EL DIARIO MONTAÑÉS de 27 de febrero de 1990

Poder político y libertad de expresión

Sigue existiendo la coincidencia y unanimidad que la mejor Ley de Prensa es la que no existe.

Sobre todo, en estos momentos, los ciudadanos nos damos cuenta y valoramos la importancia y trascendencia del artículo 20 de la Constitución Española que proclama la libertad de expresión. Después de decenios en los que este derecho universal se reguló a cortapisas y límites muy estrechos, la “ley de leyes” de 1978 determinó esta transcendental libertad que “no puede restringirse mediante ningún tipo de censura”.  Afortunadamente, la Constitución no mandató al Gobierno de turno a que regulara este derecho mediante una ley, lo que evita que el poder pueda sacarse de la manga algún tipo de Ley de Prensa.
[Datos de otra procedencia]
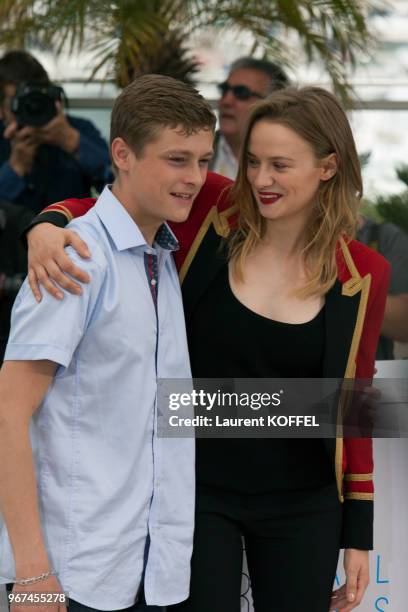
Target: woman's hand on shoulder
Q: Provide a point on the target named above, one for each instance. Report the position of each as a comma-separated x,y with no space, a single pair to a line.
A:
48,263
350,595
Sigue existiendo la coincidencia y unanimidad que la mejor Ley de Prensa es la que no existe.

Esta introducción viene a cuento porque el Gobierno ha iniciado un camino con la prensa que no es bueno y que ha aumentado las crispaciones en los últimos tiempos, cuando su deber era disimularlas. Las querellas entre diferentes medios de comunicación nos devuelven a los meses anteriores y posteriores al final físico del anterior régimen, cuando a la prensa se la achacaba los males del poder y a más petición de libertad y de acelerar el proceso democrático, el Gobierno de entonces contestaba con querellas y amenazas, unas más claras y otras veladas. Actualmente, a más petición de claridad en los comportamientos públicos, a más exigencia de los medios de comunicación de que se acabe con corruptelas o brillantes negocios realizados en los aledaños del poder, el Gobierno abre la vía de la querella y de la amenaza a la prensa.

¿Yerra la prensa por dar toda la información a su alcance, muchas veces después de dificultosas investigaciones o es pecado del Gobierno hurtar toda la información que posee que aclare tantas sospechas de corrupción?. Es evidente que si en el Parlamento se hubieran salvado las dudas con una información clara y exhaustiva, evitando tanta amenaza casi generalizada, o entre sus conclusiones el escándalo se hubiera zanjado con una salida política –una dimisión, por ejemplo-  es muy probable que el caso estaría hoy cerrado y la prensa no habría continuado la investigación, sobre todo si quienes tienen el deber de hacerlo no lo hacen, o quienes son responsables del poder político no cortan de raíz actuaciones probablemente perseguibles de oficio.

Tengo la impresión de que aciertan quienes piensan que el Gobierno está nervioso y que sus medidas dirigidas contra la prensa no son precisamente fruto de la cordura y la sensatez, sino del enojo que es vertido por la vía judicial tras un debate parlamentario en que el Gobierno perdió al no ofrecer explicaciones que convencieran. En otros países –Japón, por citar el más reciente- han ocurrido situaciones de corrupción, denunciadas por l os medios de comunicación, y los políticos afectados optaron, sencillamente, por dimitir y entregarse a una curiosa “purificación” No ejercieron la querella para esconder o reducir sus errores y aceptaron el mal trago de una salida lo más digna posible.

El Gobierno no encontrará ejemplos de comportamientos comparados con otros Ejecutivos democráticos de nuestro entorno hacia la prensa. La última querella de un presidente de los Estados Unidos contra un medio periodístico ocurrió hace más de setenta años y fracasó estrepitósamente porque el Tribunal dictó la imposibilidad de citar a declarar a responsable de un medio de comunicación cuando, sencillamente, solo había ejercido el derecho de opinar .  En países más próximos, los Gobiernos no pueden querellarse contra la prensa y soplo a título particular pueden hacerlo los ministros y su presidente.

Es posible que la fuerza de este Gobierno siga en los votos, pero la fuerza de la prensa también está en sus lectores y en quienes son conscientes del gran valor de la libertad de expresión frente al poder intervencionista y actitudes y acciones sospechosas de haber conculcado la legalidad para el lucro personal o de grupo.